World Without End's Cruel Beginning |
Netflix can easily snatch hours of your life with the mere suggestion of a show. Last week, I gave the mini-series World Without End, based on Ken Follett's sequel to The Pillars of the Earth a chance. Eight hours of my life later, I still agree it was time well-spent. The series follows the city of Kingsbridge right before and during the outbreak of The Black Plague. The kingdom is in turmoil as the old king is murdered by his wife, causing a mysterious knight to appear in Kingsbridge and claim sanctuary in the monastery This knight brings with him the wrath of the queen, causing great trouble for the already struggling town. Kingsbridge is heavily burdened with corrupt church and city leaders bent on their own power instead of the good of the people.

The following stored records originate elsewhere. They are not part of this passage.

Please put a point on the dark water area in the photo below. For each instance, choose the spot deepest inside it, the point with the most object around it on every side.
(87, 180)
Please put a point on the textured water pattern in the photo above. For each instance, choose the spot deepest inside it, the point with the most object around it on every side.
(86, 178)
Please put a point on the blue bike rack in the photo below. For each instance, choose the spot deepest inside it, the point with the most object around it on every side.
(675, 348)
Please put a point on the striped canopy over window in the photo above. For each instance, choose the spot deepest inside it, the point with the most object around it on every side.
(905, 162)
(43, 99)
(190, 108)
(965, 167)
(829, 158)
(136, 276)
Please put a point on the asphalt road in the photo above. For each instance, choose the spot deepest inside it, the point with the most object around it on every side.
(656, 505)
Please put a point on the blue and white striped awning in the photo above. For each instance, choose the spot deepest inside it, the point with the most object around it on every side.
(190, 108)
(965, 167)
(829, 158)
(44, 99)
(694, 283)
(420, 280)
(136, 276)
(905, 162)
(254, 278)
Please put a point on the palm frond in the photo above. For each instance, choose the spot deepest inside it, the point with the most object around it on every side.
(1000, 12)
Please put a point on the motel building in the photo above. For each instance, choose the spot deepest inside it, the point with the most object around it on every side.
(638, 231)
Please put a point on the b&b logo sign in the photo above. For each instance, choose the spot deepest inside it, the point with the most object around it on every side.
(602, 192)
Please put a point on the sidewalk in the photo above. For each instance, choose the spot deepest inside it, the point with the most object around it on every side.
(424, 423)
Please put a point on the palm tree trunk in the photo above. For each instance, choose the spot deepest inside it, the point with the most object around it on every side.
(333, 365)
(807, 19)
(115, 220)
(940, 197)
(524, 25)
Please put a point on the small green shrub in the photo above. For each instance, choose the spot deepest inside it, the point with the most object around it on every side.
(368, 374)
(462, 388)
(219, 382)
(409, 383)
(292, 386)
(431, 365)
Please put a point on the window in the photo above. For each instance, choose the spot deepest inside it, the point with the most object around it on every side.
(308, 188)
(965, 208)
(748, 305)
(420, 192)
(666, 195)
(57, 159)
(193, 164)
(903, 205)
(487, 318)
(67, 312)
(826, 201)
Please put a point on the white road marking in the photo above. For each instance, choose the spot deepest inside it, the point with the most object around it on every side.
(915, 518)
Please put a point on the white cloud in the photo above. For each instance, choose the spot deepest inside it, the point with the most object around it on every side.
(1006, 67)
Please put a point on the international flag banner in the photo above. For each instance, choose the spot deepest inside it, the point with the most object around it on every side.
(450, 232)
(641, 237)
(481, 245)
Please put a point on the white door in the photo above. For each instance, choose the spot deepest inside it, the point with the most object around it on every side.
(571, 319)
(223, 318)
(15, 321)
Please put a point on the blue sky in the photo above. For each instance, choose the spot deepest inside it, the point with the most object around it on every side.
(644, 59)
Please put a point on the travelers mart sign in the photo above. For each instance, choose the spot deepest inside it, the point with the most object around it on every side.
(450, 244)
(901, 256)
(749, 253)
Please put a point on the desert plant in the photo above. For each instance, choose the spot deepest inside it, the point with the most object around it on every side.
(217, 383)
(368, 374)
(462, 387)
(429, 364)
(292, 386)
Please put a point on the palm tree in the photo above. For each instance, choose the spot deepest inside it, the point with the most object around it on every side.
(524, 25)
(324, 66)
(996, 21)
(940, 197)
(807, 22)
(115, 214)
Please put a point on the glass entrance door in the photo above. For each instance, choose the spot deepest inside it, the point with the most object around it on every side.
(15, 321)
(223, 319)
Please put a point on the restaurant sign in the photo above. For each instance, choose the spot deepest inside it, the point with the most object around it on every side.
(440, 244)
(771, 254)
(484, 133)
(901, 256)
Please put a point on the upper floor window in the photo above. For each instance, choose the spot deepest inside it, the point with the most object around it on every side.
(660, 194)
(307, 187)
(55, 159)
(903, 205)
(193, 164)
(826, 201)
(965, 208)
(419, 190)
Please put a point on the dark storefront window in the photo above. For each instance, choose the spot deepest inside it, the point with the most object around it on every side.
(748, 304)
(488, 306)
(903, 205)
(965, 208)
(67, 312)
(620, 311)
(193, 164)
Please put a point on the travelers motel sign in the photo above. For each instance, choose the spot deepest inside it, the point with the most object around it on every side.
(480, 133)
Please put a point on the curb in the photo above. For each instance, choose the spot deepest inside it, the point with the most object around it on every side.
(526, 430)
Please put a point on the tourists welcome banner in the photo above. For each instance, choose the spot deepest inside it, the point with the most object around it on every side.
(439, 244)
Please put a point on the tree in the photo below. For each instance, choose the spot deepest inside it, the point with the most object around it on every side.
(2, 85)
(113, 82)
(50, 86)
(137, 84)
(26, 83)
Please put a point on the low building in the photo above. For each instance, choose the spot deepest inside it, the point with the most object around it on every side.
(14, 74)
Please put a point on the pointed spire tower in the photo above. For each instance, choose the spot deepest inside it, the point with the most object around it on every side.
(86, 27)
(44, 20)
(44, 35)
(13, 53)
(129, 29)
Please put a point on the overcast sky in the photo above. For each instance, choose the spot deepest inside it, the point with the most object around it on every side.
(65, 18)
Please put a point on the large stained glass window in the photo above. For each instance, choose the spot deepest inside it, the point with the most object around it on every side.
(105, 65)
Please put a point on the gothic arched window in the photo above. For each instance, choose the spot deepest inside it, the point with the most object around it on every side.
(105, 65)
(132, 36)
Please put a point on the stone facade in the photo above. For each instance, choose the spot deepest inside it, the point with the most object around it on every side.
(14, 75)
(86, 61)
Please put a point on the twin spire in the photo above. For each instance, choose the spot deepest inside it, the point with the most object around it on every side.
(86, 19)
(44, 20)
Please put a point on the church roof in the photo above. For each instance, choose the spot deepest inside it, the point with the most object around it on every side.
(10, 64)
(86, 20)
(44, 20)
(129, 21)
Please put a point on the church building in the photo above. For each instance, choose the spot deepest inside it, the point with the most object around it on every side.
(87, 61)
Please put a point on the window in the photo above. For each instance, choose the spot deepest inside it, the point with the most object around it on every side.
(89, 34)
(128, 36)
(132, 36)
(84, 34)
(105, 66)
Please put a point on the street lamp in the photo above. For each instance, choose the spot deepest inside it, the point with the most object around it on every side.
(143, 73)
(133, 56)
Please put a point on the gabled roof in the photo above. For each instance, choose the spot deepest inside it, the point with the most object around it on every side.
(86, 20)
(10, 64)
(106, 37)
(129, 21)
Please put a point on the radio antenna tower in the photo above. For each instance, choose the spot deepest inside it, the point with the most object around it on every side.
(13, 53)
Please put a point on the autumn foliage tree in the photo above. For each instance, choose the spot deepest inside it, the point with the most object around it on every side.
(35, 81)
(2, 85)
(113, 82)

With a sort of Game of Thrones lite-flair,the series is engrossing. Yes, it has caricatures of villains, especially Cynthia Nixon's evil shrew of a woman, but World Without End also has a very unique, morally questioning king in Blake Ritson's Edward III. Its main characters Merthin (Tom Westin-Jones of Copper) and Caris (Charlotte Riley of Wuthering Heights) have enough spark to carry the drama through, even in some of the more frustrating plot lines. What I most appreciated in the story is its ability to make me both watch in horror at the capacity for corruption and recognize that corruption still exists in the confines of modern society. For moral questions, political and historical intrigue, and human drama, check out World Without End.